I was playing with a simple Neural Network with only one hidden layer, by Tensorflow, and then I tried different activations for the hidden layer:
- Relu
- Sigmoid
- Softmax (well, usually softmax is used in the last layer..)
Relu gives the best train accuracy & validation accuracy. I am not sure how to explain this.
We know that Relu has good qualities, such as sparsity, such as no-gradient-vanishing, etc, but
Q: is Relu neuron in general better than sigmoid/softmax neurons ?
Should we almost always use Relu neurons in NN (or even CNN) ?
I thought a more complex neuron would introduce better result, at least train accuracy if we worry about overfitting.
Thanks
PS: The code basically is from "Udacity-Machine learning -assignment2", which is recognition of notMNIST using a simple 1-hidden-layer-NN.
batch_size = 128
graph = tf.Graph()
with graph.as_default():
# Input data.
tf_train_dataset = tf.placeholder(tf.float32, shape=(batch_size, image_size * image_size))
tf_train_labels = tf.placeholder(tf.float32, shape=(batch_size, num_labels))
tf_valid_dataset = tf.constant(valid_dataset)
tf_test_dataset = tf.constant(test_dataset)
# hidden layer
hidden_nodes = 1024
hidden_weights = tf.Variable( tf.truncated_normal([image_size * image_size, hidden_nodes]) )

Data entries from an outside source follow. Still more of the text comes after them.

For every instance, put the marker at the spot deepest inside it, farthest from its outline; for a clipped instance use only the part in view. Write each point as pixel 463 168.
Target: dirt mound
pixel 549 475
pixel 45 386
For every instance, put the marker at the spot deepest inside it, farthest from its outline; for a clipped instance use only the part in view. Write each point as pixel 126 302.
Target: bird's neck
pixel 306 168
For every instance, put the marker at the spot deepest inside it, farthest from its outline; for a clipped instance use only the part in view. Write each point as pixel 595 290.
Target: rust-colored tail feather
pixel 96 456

hidden_biases = tf.Variable( tf.zeros([hidden_nodes]))
hidden_layer = **tf.nn.relu**( tf.matmul( tf_train_dataset, hidden_weights) + hidden_biases)
# Variables.
weights = tf.Variable( tf.truncated_normal([hidden_nodes, num_labels]))
biases = tf.Variable(tf.zeros([num_labels]))
# Training computation.
logits = tf.matmul(hidden_layer, weights) + biases
loss = tf.reduce_mean( tf.nn.softmax_cross_entropy_with_logits(logits, tf_train_labels) )
# Optimizer.
optimizer = tf.train.GradientDescentOptimizer(0.5).minimize(loss)
# Predictions for the training, validation, and test data.
train_prediction = tf.nn.softmax(logits)
valid_relu = **tf.nn.relu**( tf.matmul(tf_valid_dataset, hidden_weights) + hidden_biases)
valid_prediction = tf.nn.softmax( tf.matmul(valid_relu, weights) + biases)
test_relu = **tf.nn.relu**( tf.matmul( tf_test_dataset, hidden_weights) + hidden_biases)
test_prediction = tf.nn.softmax(tf.matmul(test_relu, weights) + biases)
Best Answer
In addition to @Bhagyesh_Vikani:
There are also generalisations of rectified linear units. Rectified linear units and its generalisations are based on the principle that linear models are easier to optimize.
Both sigmoid/softmax are discouraged (chapter 6: Ian Goodfellow) for vanilla feedforward implementation. They are more useful for recurrent networks, probabilistic models, and some autoencoders have additional requirements that rule out the use of piecewise linear activation functions.
If you have a simple NN (that's the question), Relu is your first preference.